Leadership

Pride in Plain Sight: Why Visible Support Still Matters

15th June 2026

As Pride is celebrated around the world, Dr Ole Petter Anfinsen, Special Contributor to Boardroom Magazine, offers a powerful statement on belonging, safety, and solidarity.

Words Dr Ole Petter Anfinsen, Special Contributor to Boardroom Magazine

As a senior executive, I believe that leadership is not only about strategy, growth, investment, and innovation. It is also about the kind of environments we help create, the cultures we nurture, the values we make visible, and the signals we send to the people who work with us, learn with us, research with us, and build with us. 

That is why I believe visible support for Pride Month matters. For some, changing a logo, displaying a Pride flag, or making a public statement of support may appear symbolic. But symbols matter. They help shape whether people feel seen, respected, and safe to be themselves. In academic, research, and corporate environments, where relationships, trust, and credibility are central, these signals can make a real difference.

I write this not only as a business leader, but also as a gay man who has gone through the struggles, insecurities and worries. One of the realities many LGBTQIA+ people experience is that coming out is not a single event. It is something that can happen repeatedly, often quietly and unexpectedly, throughout professional life. 

When meeting new colleagues, academic partners, researchers, investors, clients, executives, or board members, there can be a moment of calculation: Is this safe? Will this change how I am perceived? Will I be judged differently? Should I say something, avoid the topic, or edit part of myself out of the conversation? That repeated calculation adds a dimension of mental stress and worry that is often invisible to others. It can sit underneath otherwise ordinary professional interactions. It is not always dramatic, but it is real. And over time, it can be tiring.

It can also affect how openly people contribute. When part of your attention is spent managing how much of yourself to reveal, less energy is available for creativity, confidence, relationship-building, and leadership. In environments that depend on ideas, collaboration, and trust, this matters. Inclusion is not simply about kindness or representation; it is about allowing people to participate fully without carrying unnecessary additional weight. 

This is particularly important across the communities I engage with. In associations, businesses, academia, research and entrepreneurship, people often move between cultures, institutions, countries, and professional networks. Each new setting can bring fresh uncertainty about whether LGBTQIA+ identity will be accepted, ignored, questioned, or quietly judged. Visible support cannot remove every barrier, but it can help set a tone before anyone has to ask whether they are welcome.
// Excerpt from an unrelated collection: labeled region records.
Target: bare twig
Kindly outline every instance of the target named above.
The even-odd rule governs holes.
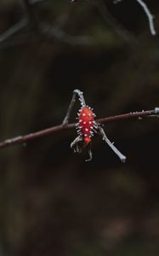
[[[99,124],[104,124],[104,123],[116,121],[116,120],[123,120],[123,119],[129,119],[134,118],[143,118],[145,116],[158,117],[158,115],[159,115],[159,108],[156,108],[154,110],[133,112],[133,113],[128,113],[111,116],[107,118],[103,118],[103,119],[97,119],[96,122]],[[76,123],[65,125],[56,125],[34,133],[30,133],[25,136],[19,136],[11,139],[7,139],[5,141],[0,142],[0,148],[6,148],[15,144],[23,144],[31,140],[34,140],[37,137],[42,137],[47,135],[50,135],[56,131],[74,129],[75,127],[76,127]]]
[[[117,3],[119,2],[122,2],[122,0],[114,0],[114,3]],[[150,13],[148,6],[145,4],[145,3],[143,0],[136,0],[139,4],[143,8],[148,21],[149,21],[149,26],[150,26],[150,33],[155,36],[156,34],[156,29],[155,29],[155,26],[154,26],[154,16],[152,15],[152,14]]]

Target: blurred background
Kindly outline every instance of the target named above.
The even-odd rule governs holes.
[[[1,0],[1,141],[60,124],[77,88],[98,118],[159,107],[159,3],[154,37],[112,2]],[[158,119],[105,129],[125,164],[99,137],[86,163],[74,130],[0,150],[0,255],[159,255]]]

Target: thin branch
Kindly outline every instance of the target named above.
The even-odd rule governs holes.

This is why visible allyship matters. When an organisation shows support for LGBTQIA+ people, it helps reduce that uncertainty. It says, clearly and simply: you are welcome here. You do not need to leave part of yourself at the door. You belong in this conversation, in this research community, in this boardroom, in this business environment. 

However, visible support must be backed by action. Too often, Pride Month becomes a commercial exercise where organisations change the colours of their logos, publish a supportive message, and do little else. This risks becoming performative allyship: support that is driven more by brand perception, trend-following, or personal gain than by genuine commitment. Sometimes this is not intentional, but comes from a lack of understanding or deeper engagement with the cause. True allyship requires more. It means taking deliberate, practical steps to support, include, listen to, and stand with people who are underrepresented or unfairly treated. The aim should not be to appear inclusive, but to help create environments that genuinely are.

For academic institutions, this matters because learning and scholarship are strongest when people can participate fully. For research communities, it matters because discovery depends on openness, trust, and diverse perspectives. For associations and businesses, it matters because inclusive cultures are not just morally right; they are essential to leadership, innovation, and long-term success. 

Using the Intersex-Inclusive Progress Pride Flag during Pride Month is one meaningful way to show that support. It reflects a contemporary and broad understanding of LGBTQIA+ inclusion, recognising not only lesbian, gay and bisexual people, but also trans people, intersex people, LGBTQIA+ people of colour, and those whose histories and experiences have too often been overlooked.

Of course, visible support should not be performative. It should be connected to genuine values, respectful behaviour, and inclusive practice throughout the year. But we should not dismiss symbolism simply because it is symbolic. A visible statement can be a starting point, a reassurance, and a reminder of the standards we want to uphold. 

I see inclusion as part of responsible leadership. The association, academic, research and business communities all depend on human potential. That potential is strongest when people are not carrying unnecessary fear, self-editing, or uncertainty about whether they will be accepted. Pride Month gives us an opportunity to say, visibly and deliberately, that LGBTQIA+ people belong in every part of professional life: in classrooms, research teams, companies, investment conversations, leadership roles, and boardrooms.

That message still matters. And for many of us, it matters every day.